Again Unipension appeared to have timed its tactical approach well with a move down from an overweight position on high yield being made in 2012. This was definitely “not a macro call”, Petersen points out though, as the fund simply saw better protection in loans.
Thin pickings lead to alternatives
Petersen explains that implementing a “duration overlay” had been a key strategic change in the recent past in an effort to extend the duration of assets to match liabilities, but this was reversed last year. “
Everything is pointing to a scenario of low returns in the coming years,” he says, betraying an outlook marked by pessimism. The investment head does not expect a “tremendous” performance in equities. Low interest rates also make the prospect poor for bonds in his view.
A natural consequence of that grim view would seemingly be for Unipension to diversify its asset base as much as it has its geographic spread. Petersen confirms this process is well under way with a private equity portfolio being launched in recent years and since increased to 4 per cent of liquid assets.
“We will increase our private equity holdings further, no doubt about it,” he says. The private equity bucket has a US-tilt, while Unipension has discovered a liking for secondary holdings.
The investor could well join other Danish pension funds in making major attempts to develop infrastructure investments, according to Peterson. Unipension’s limited and relatively short liabilities make this less of a pressing need, although it has already looked at various potential projects.
Strong returns in the last few years perhaps make it easier for Petersen to express his fears for the future. Unipension has gained accumulated returns of over 74 per cent since the start of 2009, which is some 14 per cent higher than its benchmark. In 2012 it booked an annual return of over 13 per cent but there has been a noticeable slowdown in 2013, with returns of just under 3 per cent for the first half of the year.
Free but prudent
The trio of funds under Unipension’s control run nearly identical asset strategies, Petersen says, with a system of modulised mutual funds ensuring assets are efficiently pooled. Slight liability differences and risk appetite variations at the three respective boards require some fine tuning though, he adds.
As liabilities are guaranteed on a contingent basis (Unipension promises to deliver at least 1 per cent per year but has a get-out clause if returns fall below that), Petersen says the investor “has a large degree of investment freedom and we can really go for long-term returns”. That allows Unipension a bigger risk budget than its Danish counterparts, although in true conservative Scandinavian tradition, Petersen says the fund has actually kept its risk “very low” under its international diversification drive.
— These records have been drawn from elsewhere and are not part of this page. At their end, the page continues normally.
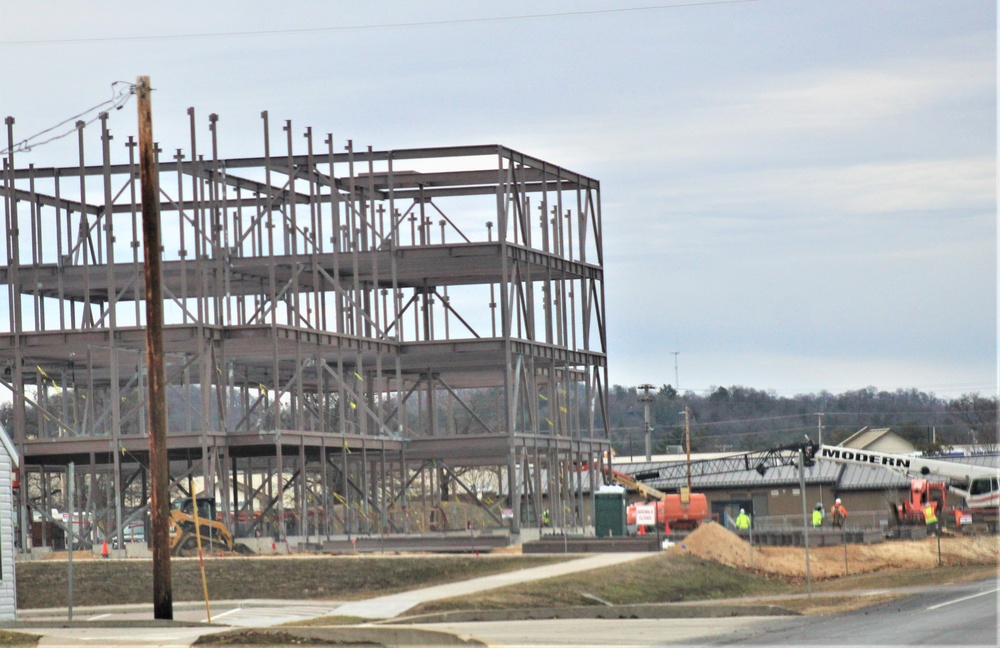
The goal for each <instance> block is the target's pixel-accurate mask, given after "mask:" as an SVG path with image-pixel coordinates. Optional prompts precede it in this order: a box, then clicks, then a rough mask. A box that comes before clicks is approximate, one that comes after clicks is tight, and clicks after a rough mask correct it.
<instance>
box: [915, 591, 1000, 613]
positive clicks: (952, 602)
mask: <svg viewBox="0 0 1000 648" xmlns="http://www.w3.org/2000/svg"><path fill="white" fill-rule="evenodd" d="M997 592H1000V587H998V588H996V589H991V590H989V591H986V592H980V593H979V594H971V595H969V596H963V597H962V598H960V599H955V600H954V601H948V602H946V603H938V604H937V605H932V606H930V607H929V608H927V609H928V610H936V609H938V608H939V607H944V606H946V605H951V604H952V603H961V602H962V601H968V600H969V599H973V598H979V597H980V596H986V595H987V594H996V593H997Z"/></svg>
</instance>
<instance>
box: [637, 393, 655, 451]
mask: <svg viewBox="0 0 1000 648" xmlns="http://www.w3.org/2000/svg"><path fill="white" fill-rule="evenodd" d="M639 389H641V390H642V393H641V394H639V402H640V403H642V404H643V405H644V406H645V408H644V409H645V412H644V416H643V422H644V425H645V428H646V461H652V460H653V428H652V427H651V426H650V424H649V404H650V403H651V402H652V401H653V398H654V396H653V395H652V394H650V393H649V390H650V389H653V386H652V385H649V384H646V385H639Z"/></svg>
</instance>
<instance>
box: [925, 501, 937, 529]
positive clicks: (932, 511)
mask: <svg viewBox="0 0 1000 648" xmlns="http://www.w3.org/2000/svg"><path fill="white" fill-rule="evenodd" d="M924 522H925V523H926V524H927V535H935V534H936V533H937V532H938V524H937V513H935V512H934V505H933V504H928V505H927V508H925V509H924Z"/></svg>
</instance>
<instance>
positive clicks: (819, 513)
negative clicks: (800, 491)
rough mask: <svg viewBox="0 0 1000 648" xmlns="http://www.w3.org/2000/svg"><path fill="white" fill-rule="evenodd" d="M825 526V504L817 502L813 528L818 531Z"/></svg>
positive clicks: (813, 516) (814, 515)
mask: <svg viewBox="0 0 1000 648" xmlns="http://www.w3.org/2000/svg"><path fill="white" fill-rule="evenodd" d="M821 526H823V503H822V502H816V508H814V509H813V528H814V529H818V528H820V527H821Z"/></svg>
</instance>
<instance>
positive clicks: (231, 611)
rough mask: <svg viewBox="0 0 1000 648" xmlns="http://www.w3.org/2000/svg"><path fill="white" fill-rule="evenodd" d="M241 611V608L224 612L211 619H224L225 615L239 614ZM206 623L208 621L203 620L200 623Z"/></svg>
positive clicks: (235, 608)
mask: <svg viewBox="0 0 1000 648" xmlns="http://www.w3.org/2000/svg"><path fill="white" fill-rule="evenodd" d="M241 610H243V608H233V609H232V610H226V611H225V612H223V613H221V614H216V615H215V616H214V617H212V618H213V619H221V618H222V617H224V616H226V615H229V614H232V613H233V612H240V611H241ZM207 621H208V619H203V620H202V623H206V622H207Z"/></svg>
The global outlook of Danes has created a problem for Unipension in that it has found itself under fire at home, along with other pension funds, for emerging market debt investments.
They have been criticised on the basis that the investments might support undesirable regimes. Petersen explains that Unipension carefully follows guidelines and is willing to avoid any investment it deems irresponsible.
“We are here to invest and not make foreign policy, but we do like to invest on an ethically sound basis”, says Petersen, who calls for international guidelines to be developed to make sustainable emerging market debt investments easier.
Unipension includes environmental, social and governance experts on its central investment decision-making organs, and Petersen himself is a respected figure of the sustainable investing scene as member of the United Nations-backed Principles for Responsible Investment Advisory Council. He is pleased to have a leading role in a movement that he deems is gaining increasing importance. “Responsible investing is perceived a lot differently than it was 10 years ago,” he points out.